Do you follow a particular religious tradition?
I am a student of comparative philosophy. I read Buddhism and practice some of the Buddhist tenants. My altar at home is Hindu-oriented. I love the Sufi tradition. By my bedside, I have the new Testament, the Bhagavad Gita, the Tao Te Ching, and the Dhammapada. Those are the things I read for inspiration. I find good in all of them.
I don't often suggest a student do it that way, to mix a lot of traditions. That's just the way my mind works. I like to check out a lot of different things and find a common denominator. It's not the easiest approach, because you can get confused when you take a lot of different roads. Many times, I will suggest that a student find what they are comfortable with and dive deeply into that. In America, we are more exposed to the Christian faith, so why not dive deeply into Christianity. I think that's honorable. But study. Don't be ignorant. Use your discernment, your discrimination, and study about the history. Find the roots, and respect the other cultures Christianity came out of. Those cultures are part of the Christian faith.

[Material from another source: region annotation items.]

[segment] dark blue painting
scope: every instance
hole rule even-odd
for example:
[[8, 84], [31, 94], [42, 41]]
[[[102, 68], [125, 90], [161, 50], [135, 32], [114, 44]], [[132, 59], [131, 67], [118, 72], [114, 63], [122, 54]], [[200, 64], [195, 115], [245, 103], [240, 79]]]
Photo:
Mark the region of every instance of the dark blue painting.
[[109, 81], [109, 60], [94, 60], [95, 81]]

Isn't Jesus revered in parts of India?
Yes. In the northern part, they have historical documentation to say he visited certain places in India. Some scholars would question that, but I think it's very possible. The metaphors of the Bible have very similar references to previous scriptures that have come out of India.
What are the benefits of meditation?
Meditation helps you make practical decisions. You become much more intuitive. You might not know how a particular act or decision is going to affect you or anybody else, so ask yourself, "Is this the right thing to do for the higher good?" Something inside knows those currents, those ripples, way down and ahead. What is right is the natural, intuitive feeling of the heart.
The more you listen to your inner voice, the more you stay connected. I have to make choices. Is this choice going to bring fulfillment? Is it going to be in line with nature or is it going to be for the satisfaction of personal desires? Am I going to gratify a simple pleasure or am I going to go for something higher? The more I am connected, the more I know this decision, this choice, will be right.
My meditation practice connects me to the highest part of myself. I feel the natural goodness inside myself and inside others. There is a natural joy. Meditation is not this pinpointed focus where I block out everything around me or inside me. I am much more open to what is arising. I feel my thoughts and my body. By seeing what naturally arises inside, I see that these things are temporary, like the clouds passing in the sky. My witness consciousness is the unchanging blueness of the sky. Other parts of me are the clouds. They are quite beautiful, but transitory.
I gain insight and wisdom through meditation. Sometimes I get afraid or angry. That's natural. Those things come from the same place as peace, joy, and love. They all come from the same source, but the witness sees those things separately. The witness is much more steady and vast than the little clouds of emotion and thought that arise.
When I go into my heart, I feel love and experience vastness and illumination. The trick is to live that way when I open my eyes.